NSA denies knowing about Heartbleed flaw for years

The agency disputes a report that it used Heartbleed to conduct surveillance

The U.S. National Security Agency, which has a cybersecurity mission in addition to surveillance, has disputed a report that it knew about the Heartbleed security vulnerability for at least two years before other researchers disclosed the flaw this month.

The NSA used Heartbleed to gather intelligence, according to a report from Bloomberg, quoting two anonymous sources.
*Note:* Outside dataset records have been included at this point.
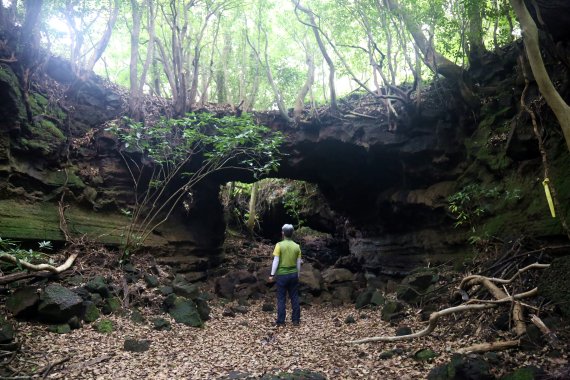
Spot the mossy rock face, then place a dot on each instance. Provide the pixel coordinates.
(7, 333)
(112, 305)
(425, 354)
(12, 107)
(554, 284)
(525, 373)
(44, 137)
(104, 326)
(59, 304)
(60, 329)
(23, 301)
(98, 285)
(184, 311)
(391, 309)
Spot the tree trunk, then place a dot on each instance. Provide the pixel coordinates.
(252, 211)
(547, 89)
(135, 95)
(300, 102)
(322, 47)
Heartbleed is a flaw in OpenSSL that could allow attackers to monitor all information passed between a user and a Web service.

But an NSA spokeswoman called the report incorrect. "NSA was not aware of the recently identified vulnerability in OpenSSL, the so-called Heartbleed vulnerability, until it was made public in a private-sector cybersecurity report," she said by email. "Reports that say otherwise are wrong."
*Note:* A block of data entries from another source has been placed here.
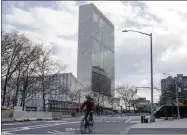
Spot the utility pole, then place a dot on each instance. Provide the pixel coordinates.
(79, 102)
(177, 100)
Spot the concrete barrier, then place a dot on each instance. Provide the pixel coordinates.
(17, 115)
(6, 115)
(57, 115)
(23, 115)
(137, 114)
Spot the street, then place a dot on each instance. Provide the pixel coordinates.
(102, 125)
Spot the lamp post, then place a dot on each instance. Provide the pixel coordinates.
(177, 96)
(152, 118)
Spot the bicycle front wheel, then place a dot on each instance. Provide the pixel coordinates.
(83, 126)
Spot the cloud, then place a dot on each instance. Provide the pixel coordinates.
(57, 25)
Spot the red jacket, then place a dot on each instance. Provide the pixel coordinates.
(89, 106)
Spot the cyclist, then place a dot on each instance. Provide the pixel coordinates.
(89, 107)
At the same time that the NSA was accused of using Heartbleed to conduct surveillance, another agency was trumpeting its efforts to share information about the bug.

After information about the bug was published, the U.S. Department of Homeland Security's U.S.-Computer Emergency Readiness Team (US-CERT) "immediately issued an alert  to share actionable information with the public and suggested mitigation steps," said Larry Zelvin, director of the DHS National Cybersecurity and Communications Integration Center.
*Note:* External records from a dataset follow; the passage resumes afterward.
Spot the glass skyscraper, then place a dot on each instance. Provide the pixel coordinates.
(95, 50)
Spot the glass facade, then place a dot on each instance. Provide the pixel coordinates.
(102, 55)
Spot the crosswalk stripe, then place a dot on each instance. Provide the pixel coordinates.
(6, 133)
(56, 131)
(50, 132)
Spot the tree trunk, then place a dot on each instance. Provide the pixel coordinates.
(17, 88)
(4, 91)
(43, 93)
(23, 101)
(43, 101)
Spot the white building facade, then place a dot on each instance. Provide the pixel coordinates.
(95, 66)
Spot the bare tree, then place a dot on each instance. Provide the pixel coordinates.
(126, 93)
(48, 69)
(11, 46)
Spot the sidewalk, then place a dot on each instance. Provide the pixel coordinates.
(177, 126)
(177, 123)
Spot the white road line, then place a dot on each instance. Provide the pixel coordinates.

DHS also reached out to some businesses to help determine their vulnerability, Zelvin wrote in a blog post.

"While there have not been any reported attacks or malicious incidents involving this particular vulnerability confirmed at this time, it is still possible that malicious actors in cyberspace could exploit unpatched systems," he wrote. "That is why everyone has a role to play to ensuring our nation's cybersecurity."

Alan Paller, director of research at cybersecurity training organization the SANS Institute, said the NSA's surveillance mission has a higher priority than its cyberdefense mission.

"The offensive mission is the better funded and more visible part of NSA," he said by email. "In a competition between disclosure and nondisclosure, the offense will generally win."

Grant Gross covers technology and telecom policy in the U.S. government for The IDG News Service. Follow Grant on Twitter at GrantGross. Grant's email address is grant_gross@idg.com.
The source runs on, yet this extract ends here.